このプロトコルの目的は、説明されているマーカーを用いた肝臓内リンパ管の内皮細胞集団を識別するためにです。コラゲナーゼ IV と DNase と組み合わせてフローサイトメトリー、リンパ管内皮細胞の明瞭な人口を識別するために、組織の穏やかなミンチを駆使しています。

要約

肝臓内ポータルトライアド内リンパ管に発見されてし、記述されている機能はリンパ節、肝臓から間質液を削除する細胞残渣および抗原を調査することができます。リンパ血管が炎症や肝臓内の免疫細胞の機能に関与する方法を理解することに非常に興味を持っております。しかし、ほとんどはリンパ血管内皮細胞 (LECs) 肝臓や肝臓の評価に使用することができます特定のマーカーからの分離のための消化力のプロトコルを確立する公開されているセルごとに LECs。したがって、消化や肝臓で LEC の人口を評価するために、肝臓の染色法を最適化されています。ここで概説している方法を LECs の肝臓からの単離、同定に役立つ LECs が肝の微小環境に応答する方法の私達の理解を強化して確信しております。

概要

肝臓のリンパ管と LECs の役割はよくわかっていません。リンパ管肝¹のポータルトライアド内にある病気の²の間に展開し、ほとんどは機能および肝臓内 LECs の表現型について理解されます。LECs³に主にあるマーカーの発見と恒常性と病気ニッチを異なる組織内でこれらの細胞の重要性は私達の理解の重要なギャップを埋めます。LECs は、T 細胞⁴^,⁵^,⁶^,⁷^,⁸^、と直接相互作用によってリンパ節、転移性腫瘍周辺の公差を維持する上で主要な役割を持っています。⁹^,¹⁰^,¹¹^,¹²^,¹³。リンパ節で LECs は、渡り鳥樹状細胞¹⁴^,^,¹⁵¹⁶との相互作用を介して防御免疫を促進できます。したがって、特定組織と相互作用が存在するかもしれない LECs に複数のロールがあります。ただし、非常に少しは LECs が組織の免疫細胞と対話する方法または LECs が異なる器官システムでどのように機能するかについて理解したがって、肝臓や他の臓器内のセルごとごとに LECs を評価 LECs プログラムの組織特異的免疫の進歩につながる可能性があります。肝臓で LECs に焦点を当てて文献の多くはマーカーと形態¹⁷の 1 つまたは 2 つ使用して LECs を可視化する顕微鏡を使用して、ほとんどはフローサイトメトリー、しかし 1 つの調査を使用してセルごとに LECs を具体的に評価に行われています。肝類洞内皮細胞 (LSECs) と LECs¹⁸の違いを評価しました。フローサイトメトリーによる肝臓のレック集団を分析できることで、LEC の表現型の詳細な研究通常恒常性や病気の時にことができます。

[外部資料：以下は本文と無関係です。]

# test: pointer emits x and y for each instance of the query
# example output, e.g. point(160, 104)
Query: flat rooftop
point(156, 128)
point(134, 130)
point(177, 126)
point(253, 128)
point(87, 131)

フローサイトメトリーによる LECs を評価するには、複数の表面マーカーが必要です。通常、LECs は、プロスペロー関連ホメオボックス 1 の式 (Prox-1)、リンパ管の内皮細胞のヒアルロン酸受容体 1 (LYVE1) または顕微鏡を用いた血管内皮細胞増殖因子受容体 3 (VEGFR3) によって視覚化されます。しかし、肝臓では、これらのマーカーの発現は LECs を制限されません。肝で肝開発、再生、および傷害¹⁹時近接 1 を広く表現し、LYVE1 と VEGFR3 は肝類洞内皮細胞¹⁸によって表されます。リンパ節で LECs は、分化 (CD) のクラスターとしてフローサイトメトリーを使用して識別されます CD45、CD31 +、ポドプラニン + (PDPN)¹⁶。しかし、このアプローチは CD45-CD31 陽性細胞は、血管内皮細胞をキャプチャし、肝臓の血管内皮細胞の優勢な人口が LSECs ので、肝臓で LECs を分離するも最小限。したがって、他のマーカーは、豊富な LSEC 人口からまれな LEC の人口を区別するために必要です。CD16/32 (成熟した LSECs¹⁸によって表される)、CD146 (一般的な血管内皮細胞マーカーは主に肝類洞内皮細胞²⁰リンパでない式には少し肝洞様毛細血管内で表現内皮細胞²¹) 候補マーカーします。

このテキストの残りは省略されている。